In Lieu

Pacific barreleye

In lieu of a casket were siamese twin fetuses in a jar. In lieu of human guests, only Pacific barreleye fish were invited, to make the giant-eyed twins feel at ease.

With no barrier against the material world, the fish with the transparent heads saw everything unfiltered. They swam, swollen-eyed and overwhelmed, through every horror and joy this life afforded. It took something remarkable to jolt them out of that stupor, and here they were in their formalwear, attending my funeral.

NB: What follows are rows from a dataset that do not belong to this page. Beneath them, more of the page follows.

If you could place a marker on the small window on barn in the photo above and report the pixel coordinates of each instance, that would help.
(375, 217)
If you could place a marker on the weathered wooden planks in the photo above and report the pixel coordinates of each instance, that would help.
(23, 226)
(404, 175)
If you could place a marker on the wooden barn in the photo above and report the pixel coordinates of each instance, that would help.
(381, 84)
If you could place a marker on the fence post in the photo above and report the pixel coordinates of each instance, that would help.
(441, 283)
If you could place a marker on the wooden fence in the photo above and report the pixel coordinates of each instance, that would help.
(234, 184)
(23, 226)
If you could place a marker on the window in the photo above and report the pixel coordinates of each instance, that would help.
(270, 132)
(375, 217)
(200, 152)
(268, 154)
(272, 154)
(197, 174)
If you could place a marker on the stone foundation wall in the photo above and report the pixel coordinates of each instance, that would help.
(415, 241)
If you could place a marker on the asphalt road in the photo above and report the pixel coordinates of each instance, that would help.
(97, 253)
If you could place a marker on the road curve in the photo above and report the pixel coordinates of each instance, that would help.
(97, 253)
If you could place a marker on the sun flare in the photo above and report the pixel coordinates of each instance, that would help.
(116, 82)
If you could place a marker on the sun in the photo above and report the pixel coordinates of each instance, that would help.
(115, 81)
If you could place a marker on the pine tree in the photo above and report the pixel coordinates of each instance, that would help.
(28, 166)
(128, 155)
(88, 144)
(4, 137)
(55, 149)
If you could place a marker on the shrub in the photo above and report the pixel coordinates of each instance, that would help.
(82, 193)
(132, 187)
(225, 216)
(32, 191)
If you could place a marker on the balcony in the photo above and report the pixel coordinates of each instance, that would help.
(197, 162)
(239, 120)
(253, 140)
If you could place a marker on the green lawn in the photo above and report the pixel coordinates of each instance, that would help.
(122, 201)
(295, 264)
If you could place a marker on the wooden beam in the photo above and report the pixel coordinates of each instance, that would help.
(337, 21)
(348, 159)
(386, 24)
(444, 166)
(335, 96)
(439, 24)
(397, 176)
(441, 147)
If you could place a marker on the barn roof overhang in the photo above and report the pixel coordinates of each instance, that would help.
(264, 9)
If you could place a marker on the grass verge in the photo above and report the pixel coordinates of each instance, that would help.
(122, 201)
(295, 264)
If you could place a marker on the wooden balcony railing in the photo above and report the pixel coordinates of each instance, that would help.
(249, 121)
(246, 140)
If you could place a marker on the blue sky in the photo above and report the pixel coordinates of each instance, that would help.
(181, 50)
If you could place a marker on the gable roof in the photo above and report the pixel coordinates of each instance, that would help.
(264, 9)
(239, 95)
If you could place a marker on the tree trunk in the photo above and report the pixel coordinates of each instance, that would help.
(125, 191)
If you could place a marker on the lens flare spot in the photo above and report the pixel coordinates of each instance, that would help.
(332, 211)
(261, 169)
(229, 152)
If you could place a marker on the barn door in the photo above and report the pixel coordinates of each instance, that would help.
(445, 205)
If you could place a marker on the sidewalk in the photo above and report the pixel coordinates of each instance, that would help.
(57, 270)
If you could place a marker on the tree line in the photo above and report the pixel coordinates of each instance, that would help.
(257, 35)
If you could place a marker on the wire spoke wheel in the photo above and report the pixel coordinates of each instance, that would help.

They doffed their top hats at the door and leaned hard on their canes as the receiving line wended through the parlor to the glass jar, where every so often the twins punctuated the cryptic silence with a mild squeak. The twins were polishing the glass.

Siamese Twins
photo via Flickr, Bob Jagendorf

Each fish, drawing even with the fetuses in the jar, would have to look up to see the twins eye to eye. Being fish, they could not look straight up. Their necks did not pivot that way, and so they craned at an angle, the way very old men beg pardon as you made way for their stooped form on the sidewalk.

The jar twins and the barreleyes would blink at each other, once, and move on. The fish took care not to convey through their expressive eyes too much of their own shock at seeing such a thing. The twins, for their part, would not stop polishing the glass, squeak, squeak, as if they could not quite believe what they saw.